Il aurait pu se contenter d’être le phénomène ciné de ces dernières années, entre performances habitées, charisme débraillé et gouaille reconnaissable entre mille. Mais Raphaël Quenard a cette manie - qu’ont parfois les artistes - de sortir du cadre. Le voici romancier. Et avec Clamser à Tataouine, paru chez Flammarion, l’acteur signe un premier livre aussi singulier que dérangeant, où l’humour noir sert de fil rouge à une plongée dans les abysses d’un esprit malade.
UN ROAD-TRIP MENTAL EN TERRITOIRE SOCIOPATHE
Son personnage ? Un marginal déphasé, à la fois looser magnifique et sociopathe candide, qui, après une tentative de suicide ratée, décide de punir la société à sa manière : en tuant des femmes, symboles, selon lui, de toutes les strates sociales. Sombre ? Évidemment. Glaçant ? Aussi. Mais ce qui frappe surtout, c’est la manière. Le style. Raphaël Quenard manie les mots comme il manie les regards caméra : sans filtre, sans détour, avec une verve incisive et jubilatoire.
PORTRAIT D’UN MONSTRE... OU D’UN MIROIR ?
À travers cette voix intérieure qui évoque autant les confessions d’un tueur que les pamphlets d’un révolté, Clamser à Tataouine interroge nos propres zones d’ombre. Le protagoniste - jamais héroïque, toujours dérangeant - devient un révélateur de nos failles collectives, tout en se livrant à un inventaire féroce et absurde de la comédie sociale.
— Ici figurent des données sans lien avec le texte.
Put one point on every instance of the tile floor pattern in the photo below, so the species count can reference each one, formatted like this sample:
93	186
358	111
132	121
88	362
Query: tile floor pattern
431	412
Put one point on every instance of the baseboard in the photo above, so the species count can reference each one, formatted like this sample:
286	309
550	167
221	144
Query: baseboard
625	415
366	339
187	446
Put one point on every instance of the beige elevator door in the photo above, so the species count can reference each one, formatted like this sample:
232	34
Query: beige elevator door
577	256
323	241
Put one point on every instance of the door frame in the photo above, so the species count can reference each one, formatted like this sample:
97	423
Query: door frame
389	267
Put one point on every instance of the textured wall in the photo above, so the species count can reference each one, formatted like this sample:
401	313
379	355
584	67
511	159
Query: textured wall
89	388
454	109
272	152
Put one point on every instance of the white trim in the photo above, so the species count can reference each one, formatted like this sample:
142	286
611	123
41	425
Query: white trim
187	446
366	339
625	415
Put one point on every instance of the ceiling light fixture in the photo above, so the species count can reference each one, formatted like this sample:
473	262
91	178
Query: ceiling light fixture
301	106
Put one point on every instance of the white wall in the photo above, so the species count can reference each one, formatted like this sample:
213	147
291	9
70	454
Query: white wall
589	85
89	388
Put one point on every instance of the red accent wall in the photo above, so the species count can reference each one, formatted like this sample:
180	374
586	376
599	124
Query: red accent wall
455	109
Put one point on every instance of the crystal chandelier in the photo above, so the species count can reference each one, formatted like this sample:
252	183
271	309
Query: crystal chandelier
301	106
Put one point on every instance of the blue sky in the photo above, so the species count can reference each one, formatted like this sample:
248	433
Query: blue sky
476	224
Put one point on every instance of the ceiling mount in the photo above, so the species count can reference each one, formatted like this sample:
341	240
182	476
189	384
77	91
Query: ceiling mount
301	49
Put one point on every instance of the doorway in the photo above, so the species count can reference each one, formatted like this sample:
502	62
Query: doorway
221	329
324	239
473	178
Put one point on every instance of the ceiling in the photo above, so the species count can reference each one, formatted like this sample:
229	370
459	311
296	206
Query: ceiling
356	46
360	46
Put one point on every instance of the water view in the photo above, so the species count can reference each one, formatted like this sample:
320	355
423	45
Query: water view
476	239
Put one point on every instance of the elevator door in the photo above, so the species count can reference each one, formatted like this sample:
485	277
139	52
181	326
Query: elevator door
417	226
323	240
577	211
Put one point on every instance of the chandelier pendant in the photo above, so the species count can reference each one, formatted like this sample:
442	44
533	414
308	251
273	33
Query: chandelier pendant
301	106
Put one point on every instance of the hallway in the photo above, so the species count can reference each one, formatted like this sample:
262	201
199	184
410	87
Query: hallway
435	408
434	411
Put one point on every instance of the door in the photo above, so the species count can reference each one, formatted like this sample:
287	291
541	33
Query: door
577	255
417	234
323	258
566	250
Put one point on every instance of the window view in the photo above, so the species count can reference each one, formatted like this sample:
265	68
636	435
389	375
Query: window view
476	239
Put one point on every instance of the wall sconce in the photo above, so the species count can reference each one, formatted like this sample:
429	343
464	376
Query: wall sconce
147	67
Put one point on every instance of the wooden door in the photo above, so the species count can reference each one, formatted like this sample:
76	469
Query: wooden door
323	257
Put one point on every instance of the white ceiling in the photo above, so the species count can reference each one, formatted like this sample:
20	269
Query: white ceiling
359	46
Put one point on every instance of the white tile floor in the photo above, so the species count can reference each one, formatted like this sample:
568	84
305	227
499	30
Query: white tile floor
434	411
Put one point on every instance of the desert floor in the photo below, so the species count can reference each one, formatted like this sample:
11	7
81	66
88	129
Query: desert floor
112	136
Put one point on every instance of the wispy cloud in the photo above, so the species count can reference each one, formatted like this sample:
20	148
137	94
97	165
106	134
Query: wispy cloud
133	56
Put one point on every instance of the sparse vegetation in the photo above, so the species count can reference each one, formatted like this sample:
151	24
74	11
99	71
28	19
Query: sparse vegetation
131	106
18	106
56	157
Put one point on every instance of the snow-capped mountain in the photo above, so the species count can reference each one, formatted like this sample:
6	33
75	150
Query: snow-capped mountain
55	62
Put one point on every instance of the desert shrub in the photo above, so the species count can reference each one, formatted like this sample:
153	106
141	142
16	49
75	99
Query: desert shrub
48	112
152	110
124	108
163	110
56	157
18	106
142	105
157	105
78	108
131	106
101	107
UNE LITTÉRATURE HABITÉE, ENTRE BURLESQUE ET BRUTALITÉ
Ce n’est pas un roman policier. Ce n’est pas un thriller. Ce n’est pas non plus une autofiction. C’est un ovni littéraire, un monologue de l’excès, où les mots sont tordus, mordus, arrachés à la norme pour mieux faire surgir l’humanité là où on ne l’attend pas. Entre digressions absurdes et éclairs de lucidité crue, Quenard signe un texte où l’on rit jaune, souvent, et où l’on s’interroge, toujours.
UN PREMIER ROMAN COUP DE POING (OU SCALPEL)
Ceux qui connaissent l’acteur retrouveront sa signature : l’irrévérence, l’audace, le refus de la tiédeur. Ceux qui le découvrent en écrivain seront peut-être déconcertés, mais rarement indifférents. Clamser à Tataouine, c’est la littérature comme terrain d’exploration de toutes les transgressions, un cri grinçant qui traverse les pages sans jamais chercher à plaire.
Une chose est sûre : ce « Tataouine » imaginaire, où le grotesque flirte avec la tragédie, mérite le détour. À condition d’avoir le cœur bien accroché... et l’esprit ouvert.